Hoy en día es la conexión de alta velocidad más extendida en nuestro país. Es también conocida como LTE (Long Term Evolution) y está basada en el estándar 3GPP. En teoría las velocidades entre las que se mueve esta conexión son hasta los 150 Mbps de bajada y los 50 Mbps de subida.

El futuro ya está aquí: 5G

La macroevolución que promete el 5G para nuestras vidas es realmente impresionante. Es España ya hay bastantes zonas que tienen esta nueva tecnología de red inalámbrica, pero lo cierto es que su implantación definitiva aún llevará tiempo, ya que el 5G verdaderamente real, aún está en camino.

Existen dos tipos de tecnología 5G, la NSA (Non Standalone) y la SA (Standalone). El primero de ellos (NSA) no permite operar de manera autónoma en redes 5G, por lo que necesita el apoyo de las infraestructuras del 4G actual. Es decir, la comunicación entre nuestro dispositivo y la antena se hace con el nuevo estándar, pero la comunicación entre antenas se realiza con el 4G, por lo que nunca podremos tener las velocidades reales del 5G. Con la tecnología NSA se consiguen hasta 2 Gbps de bajada y de hasta 150 Mbps de subida.

5G

El estándar Standalone (SA), es el que tiene la capacidad de operar de manera autónoma y, por lo tanto, es el que podemos hablar como que es el 5G real. La latencia es de tan solo un milisegundo, algo extraordinario, consiguiendo velocidades de hasta 20 Gbps.
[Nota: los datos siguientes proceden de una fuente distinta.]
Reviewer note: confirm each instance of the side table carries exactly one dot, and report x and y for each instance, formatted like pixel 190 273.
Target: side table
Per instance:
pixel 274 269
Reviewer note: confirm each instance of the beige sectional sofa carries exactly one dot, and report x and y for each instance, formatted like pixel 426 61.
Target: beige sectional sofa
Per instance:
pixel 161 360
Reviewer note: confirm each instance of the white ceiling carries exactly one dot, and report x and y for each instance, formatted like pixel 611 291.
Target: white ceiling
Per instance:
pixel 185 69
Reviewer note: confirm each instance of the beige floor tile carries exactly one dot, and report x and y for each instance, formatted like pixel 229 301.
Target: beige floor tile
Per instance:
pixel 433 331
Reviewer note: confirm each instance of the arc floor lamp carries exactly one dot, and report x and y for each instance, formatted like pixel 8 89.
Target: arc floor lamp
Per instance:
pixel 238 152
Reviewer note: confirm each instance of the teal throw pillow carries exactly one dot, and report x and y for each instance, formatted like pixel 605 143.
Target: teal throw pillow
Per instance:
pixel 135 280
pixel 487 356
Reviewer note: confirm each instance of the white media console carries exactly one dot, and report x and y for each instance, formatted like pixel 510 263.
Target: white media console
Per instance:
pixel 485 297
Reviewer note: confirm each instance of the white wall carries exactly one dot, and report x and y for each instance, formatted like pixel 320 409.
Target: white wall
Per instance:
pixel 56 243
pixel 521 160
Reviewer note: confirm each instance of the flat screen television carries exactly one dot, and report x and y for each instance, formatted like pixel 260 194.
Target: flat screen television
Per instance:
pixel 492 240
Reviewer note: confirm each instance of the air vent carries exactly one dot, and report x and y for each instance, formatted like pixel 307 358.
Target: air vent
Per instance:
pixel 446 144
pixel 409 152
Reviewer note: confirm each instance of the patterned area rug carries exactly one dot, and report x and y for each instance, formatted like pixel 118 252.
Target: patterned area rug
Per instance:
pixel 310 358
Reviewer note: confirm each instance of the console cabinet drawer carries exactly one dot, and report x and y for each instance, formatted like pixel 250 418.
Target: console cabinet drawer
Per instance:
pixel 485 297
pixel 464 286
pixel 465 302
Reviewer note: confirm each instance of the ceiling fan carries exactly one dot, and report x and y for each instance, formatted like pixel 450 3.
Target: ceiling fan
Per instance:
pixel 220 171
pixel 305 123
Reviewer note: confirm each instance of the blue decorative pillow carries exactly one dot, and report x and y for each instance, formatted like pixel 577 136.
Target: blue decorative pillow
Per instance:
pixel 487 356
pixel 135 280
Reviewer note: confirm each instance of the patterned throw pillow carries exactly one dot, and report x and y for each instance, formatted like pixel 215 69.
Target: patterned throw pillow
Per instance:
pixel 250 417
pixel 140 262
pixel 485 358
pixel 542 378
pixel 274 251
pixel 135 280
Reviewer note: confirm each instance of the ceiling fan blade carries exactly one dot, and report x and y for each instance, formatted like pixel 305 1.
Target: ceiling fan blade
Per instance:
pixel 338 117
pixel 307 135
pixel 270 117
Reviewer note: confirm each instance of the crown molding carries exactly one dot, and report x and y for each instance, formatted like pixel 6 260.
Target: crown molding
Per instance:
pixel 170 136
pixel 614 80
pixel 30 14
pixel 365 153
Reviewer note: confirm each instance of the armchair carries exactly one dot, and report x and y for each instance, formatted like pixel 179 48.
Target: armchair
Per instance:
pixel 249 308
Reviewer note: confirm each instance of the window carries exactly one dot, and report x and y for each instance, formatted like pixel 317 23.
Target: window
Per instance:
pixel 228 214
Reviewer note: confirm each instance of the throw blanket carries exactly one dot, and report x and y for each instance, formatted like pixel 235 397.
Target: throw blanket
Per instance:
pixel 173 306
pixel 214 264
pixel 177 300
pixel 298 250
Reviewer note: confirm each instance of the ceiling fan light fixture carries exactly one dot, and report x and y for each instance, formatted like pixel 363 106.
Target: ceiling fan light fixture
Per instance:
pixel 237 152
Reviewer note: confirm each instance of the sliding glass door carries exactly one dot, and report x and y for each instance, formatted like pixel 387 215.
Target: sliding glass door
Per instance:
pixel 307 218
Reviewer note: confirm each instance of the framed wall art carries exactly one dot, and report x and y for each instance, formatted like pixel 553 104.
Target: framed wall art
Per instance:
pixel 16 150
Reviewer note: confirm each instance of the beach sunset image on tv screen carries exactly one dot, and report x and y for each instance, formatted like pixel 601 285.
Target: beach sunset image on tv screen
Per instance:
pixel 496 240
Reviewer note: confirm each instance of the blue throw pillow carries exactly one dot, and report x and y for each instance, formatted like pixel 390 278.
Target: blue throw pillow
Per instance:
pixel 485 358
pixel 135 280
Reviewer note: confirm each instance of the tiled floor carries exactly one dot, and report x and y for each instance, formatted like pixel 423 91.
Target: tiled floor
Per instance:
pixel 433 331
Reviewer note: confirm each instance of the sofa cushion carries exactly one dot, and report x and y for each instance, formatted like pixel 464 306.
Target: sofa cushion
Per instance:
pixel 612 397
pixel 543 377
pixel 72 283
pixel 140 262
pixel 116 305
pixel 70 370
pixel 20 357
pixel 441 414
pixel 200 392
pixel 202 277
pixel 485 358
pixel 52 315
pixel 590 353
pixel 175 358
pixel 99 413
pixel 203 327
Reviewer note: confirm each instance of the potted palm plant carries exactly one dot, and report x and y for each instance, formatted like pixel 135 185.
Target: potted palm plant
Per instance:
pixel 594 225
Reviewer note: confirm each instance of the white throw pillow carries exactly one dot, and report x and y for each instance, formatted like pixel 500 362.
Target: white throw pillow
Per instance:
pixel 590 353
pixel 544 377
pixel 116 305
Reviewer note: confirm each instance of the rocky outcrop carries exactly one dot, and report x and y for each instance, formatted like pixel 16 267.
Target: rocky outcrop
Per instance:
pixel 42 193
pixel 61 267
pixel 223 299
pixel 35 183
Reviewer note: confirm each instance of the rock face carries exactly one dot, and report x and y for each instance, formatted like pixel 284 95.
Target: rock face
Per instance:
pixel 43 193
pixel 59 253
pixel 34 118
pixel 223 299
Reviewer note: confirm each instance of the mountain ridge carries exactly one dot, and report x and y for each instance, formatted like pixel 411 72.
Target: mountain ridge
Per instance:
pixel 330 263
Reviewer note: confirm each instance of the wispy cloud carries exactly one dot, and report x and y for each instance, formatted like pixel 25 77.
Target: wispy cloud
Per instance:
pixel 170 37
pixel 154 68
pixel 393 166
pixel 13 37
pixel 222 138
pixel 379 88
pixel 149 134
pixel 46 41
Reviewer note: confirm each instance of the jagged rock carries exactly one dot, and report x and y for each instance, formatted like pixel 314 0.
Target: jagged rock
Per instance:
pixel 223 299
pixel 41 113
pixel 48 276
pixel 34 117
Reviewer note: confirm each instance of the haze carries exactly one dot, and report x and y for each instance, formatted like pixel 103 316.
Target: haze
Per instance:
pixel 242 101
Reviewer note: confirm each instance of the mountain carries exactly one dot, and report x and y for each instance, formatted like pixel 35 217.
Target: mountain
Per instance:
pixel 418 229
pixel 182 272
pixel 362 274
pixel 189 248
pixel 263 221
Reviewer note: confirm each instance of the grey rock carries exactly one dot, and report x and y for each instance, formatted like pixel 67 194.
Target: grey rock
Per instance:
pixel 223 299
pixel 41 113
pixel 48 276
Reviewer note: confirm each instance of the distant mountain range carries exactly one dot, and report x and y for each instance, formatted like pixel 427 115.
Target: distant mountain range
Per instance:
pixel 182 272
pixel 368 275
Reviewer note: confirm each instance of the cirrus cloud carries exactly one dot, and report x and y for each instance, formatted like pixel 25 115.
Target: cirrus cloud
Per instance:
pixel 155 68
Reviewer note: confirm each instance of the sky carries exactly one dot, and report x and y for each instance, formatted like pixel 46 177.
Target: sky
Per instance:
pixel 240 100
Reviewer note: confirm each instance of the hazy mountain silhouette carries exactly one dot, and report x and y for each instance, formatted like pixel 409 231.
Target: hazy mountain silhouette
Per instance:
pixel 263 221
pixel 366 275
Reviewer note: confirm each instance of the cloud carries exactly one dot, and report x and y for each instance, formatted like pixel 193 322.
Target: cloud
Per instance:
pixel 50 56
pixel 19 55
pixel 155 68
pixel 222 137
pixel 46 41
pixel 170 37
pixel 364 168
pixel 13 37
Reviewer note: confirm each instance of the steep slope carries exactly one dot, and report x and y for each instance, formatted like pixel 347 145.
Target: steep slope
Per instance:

Está claro que todo esto acabará llegando a todo el territorio español y para cuando eso ocurra, tecnología como el GPRS o el UMTS, parecerán absolutamente obsoletas, si es que ya no lo parecen ahora mismo.

Ciencia ficción: 6G

Se espera que podamos conocer este nuevo sistema de conexión allá por el año 2030 y nos traerá novedades que, hoy en día y sin tener el 5G instaurado aún, nos suena a ciencia ficción:

  • Las velocidades de las que hablaremos se medirán ya en Terabytes.
  • Se presupone que su cobertura será mucho mayor de la que conocemos ahora mismo y que sería el primer sistema de conexión inalámbrico presente en todas las partes del mundo.
  • El consumo con respecto al 5G será mucho menor por lo que será positivo para muchos ámbitos de la vida.
  • La latencia mucho más baja de lo que podrá ser nunca el 5G, lo que significa que conoceremos limites que ahora son insospechados.
  • Será clave para la revolución robótica.